Question #bf476

2 Answers
Dec 9, 2017

See below.

Explanation:

I'm not really sure what you mean by "rather mathematically". By the look of it, you are trying to show it in terms of the sides of a right angled triangle.

#tanx=o/a#

#sin(x)=o/h#

#cos(x)=a/h#

#:.#

#o/a=(o/h)/(a/h)#

RHS:

Multiply by #h#

#((ho)/h)/a#

Divide by #a#

#(ho)/(ha)#

Cancel:

#o/a#

Dec 9, 2017

Yes, there is a way. You're on the right tracks, but there's also another way which takes us back to where the trigonometric functions come from.

Explanation:

We can prove this the way you are doing this.

#sinx=(O)/H#
#cosx=A/H#

#sinx/cosx= (O)/(H)-:A/H#
#=(O)/cancelHxxcancelH/A#
#=(O)/(A)=tanx# as required.

The other way to prove this is to go back to where the trigonometric functions come from in the first place.

Take a unit circle. This is a circle, radius 1.

trigonometric functions and the unit circle. my skills on MS Paint.
(all angles are measured in degrees from this point on).

Let us make a right-angled triangle from the origin, with the hypotenuse being the radius. This triangle has an angle #theta# (theta) to the x-axis.

We will give this triangle a height of #sintheta#. This is the side opposite to the angle. Since the hypotenuse is 1 (as is the radius), #O=sintheta#

This triangle has another non-right-angle, however. This angle is #90-theta#. This angle is known as complementary to #theta#, which means that they sum to #90^o#.

The line adjacent to our original angle #theta# is the line opposite to our complementary angle #90-theta#. So #A=sin(90-theta)#. Since this the sin of the complementary angle, we shall call this the complementary sine, cosine. #A=costheta#

The other thing we can do is to draw a tangent to the unit circle from the "top" of the triangle to the x-axis. We will call this length #tantheta#.

Since a tangent meets a radius at a right angle, this gives us two triangles.

Here are our resulting triangles.

The first triangle on the left is our triangle with a radius 1 from the unit circle, and sides #sintheta# and #costheta# from above.

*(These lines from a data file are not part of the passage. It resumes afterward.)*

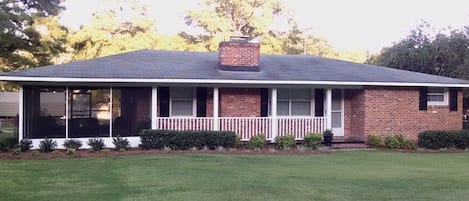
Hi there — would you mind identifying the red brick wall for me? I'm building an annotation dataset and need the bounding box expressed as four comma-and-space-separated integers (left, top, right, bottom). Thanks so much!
344, 89, 366, 141
350, 87, 463, 141
219, 88, 260, 117
219, 42, 260, 67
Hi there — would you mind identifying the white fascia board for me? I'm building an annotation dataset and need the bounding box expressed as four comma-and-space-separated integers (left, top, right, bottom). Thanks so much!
1, 76, 469, 88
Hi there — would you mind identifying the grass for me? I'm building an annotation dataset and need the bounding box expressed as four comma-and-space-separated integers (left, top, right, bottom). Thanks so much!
1, 151, 469, 201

The triangle on the right has a base of the x-axis, a side of 1 from the unit circle and the other of #tantheta# from our tangent. It has a right angle from where a tangent meets a radius.

Since both of these triangles all have the same angles (#90-theta-(90-theta)#, they are mathematically similar.

We can find the scale factors of these triangles. By looking at the length between the angle #theta# and the right angle, there is a scale factor of #1/costheta#. The scale factor by looking at the sides between #90-theta# and the right angle is #tantheta/sintheta#

Since this is the same scale factor in both cases:

#1/costheta=tantheta/sintheta#

By multiplying both sides by #sintheta#

#sintheta/costheta=tantheta# as required.